Exploring health practitioners' acceptability of a prospective semi-quantitative pfHRP2 device to define severe malaria in the Democratic Republic of Congo.
de Haan F., Onyamboko MA., Fanello CI., Woodrow CJ., Lubell Y., Boon WPC., Dondorp AM.
BACKGROUND: A rapid diagnostic tool is being developed to discern severely ill children with severe malaria from children who are ill with alternative febrile diseases but have coincidental peripheral blood parasitaemia. The device semi-quantitatively measures plasma pfHRP2 and has the potential to reduce mortality in children with severe febrile illnesses by improving diagnosis. The aim of this study is to identify contributing and inhibiting factors that affect healthcare practitioners' acceptability of this prospective diagnostic device in a high malaria transmission setting in the Democratic Republic of Congo. METHODS: Data were collected qualitatively by conducting semi-structured interviews with a purposeful sample of health professionals in Kinshasa, capital of Democratic Republic of Congo. In total, 11 interviews were held with professionals at four different institutes.

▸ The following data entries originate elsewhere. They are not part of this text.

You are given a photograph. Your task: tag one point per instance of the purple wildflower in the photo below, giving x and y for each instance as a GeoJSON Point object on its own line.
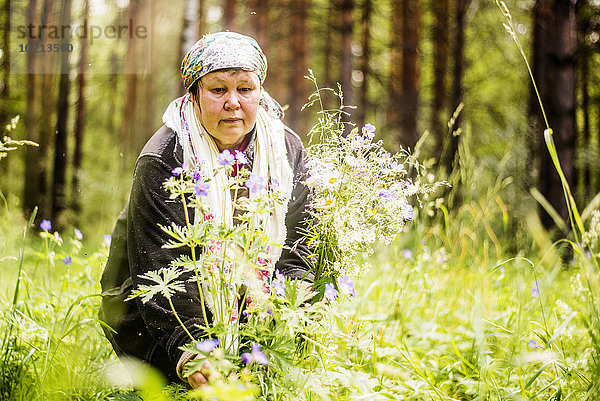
{"type": "Point", "coordinates": [330, 292]}
{"type": "Point", "coordinates": [408, 212]}
{"type": "Point", "coordinates": [535, 290]}
{"type": "Point", "coordinates": [207, 345]}
{"type": "Point", "coordinates": [240, 157]}
{"type": "Point", "coordinates": [347, 286]}
{"type": "Point", "coordinates": [386, 193]}
{"type": "Point", "coordinates": [46, 225]}
{"type": "Point", "coordinates": [279, 284]}
{"type": "Point", "coordinates": [255, 183]}
{"type": "Point", "coordinates": [256, 355]}
{"type": "Point", "coordinates": [368, 130]}
{"type": "Point", "coordinates": [201, 189]}
{"type": "Point", "coordinates": [197, 174]}
{"type": "Point", "coordinates": [225, 158]}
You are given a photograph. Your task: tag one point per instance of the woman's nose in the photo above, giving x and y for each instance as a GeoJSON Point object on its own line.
{"type": "Point", "coordinates": [232, 101]}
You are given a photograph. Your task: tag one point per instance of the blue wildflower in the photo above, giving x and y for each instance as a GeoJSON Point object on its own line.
{"type": "Point", "coordinates": [240, 157]}
{"type": "Point", "coordinates": [368, 130]}
{"type": "Point", "coordinates": [256, 355]}
{"type": "Point", "coordinates": [201, 189]}
{"type": "Point", "coordinates": [279, 283]}
{"type": "Point", "coordinates": [207, 346]}
{"type": "Point", "coordinates": [255, 183]}
{"type": "Point", "coordinates": [197, 174]}
{"type": "Point", "coordinates": [386, 193]}
{"type": "Point", "coordinates": [535, 290]}
{"type": "Point", "coordinates": [330, 292]}
{"type": "Point", "coordinates": [225, 158]}
{"type": "Point", "coordinates": [347, 286]}
{"type": "Point", "coordinates": [46, 225]}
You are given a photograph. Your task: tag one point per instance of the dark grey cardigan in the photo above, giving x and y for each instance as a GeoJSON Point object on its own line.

RESULTS: Four key findings emerged: (1) Congolese practitioners perceive the semi-quantitative pfHRP2 device as a welcome intervention as they recognize the limited reliability of their current diagnostic and therapeutic approaches to severe febrile illnesses; (2) compatibility of the semi-quantitative pfHRP2 device with clinical equipment and competences of Congolese health practitioners is considered to be limited, especially in rural settings; (3) a formal training programme is crucial for correct understanding and application of the semi-quantitative pfHRP2 device; and, (4) provision of evidence to practitioners, and support from health authorities would be important to establish confidence in the semi-quantitative pfHRP2 device. CONCLUSIONS: Congolese practitioners perceive the prospective semi-quantitative pfHRP2 device as a welcome addition to their clinical equipment. The device could improve current diagnostic work-up of severe febrile illness, which might consequently improve treatment choices. However, despite this recognized potential, several hurdles and drivers need to be taken into account when implementing this device in DR Congo.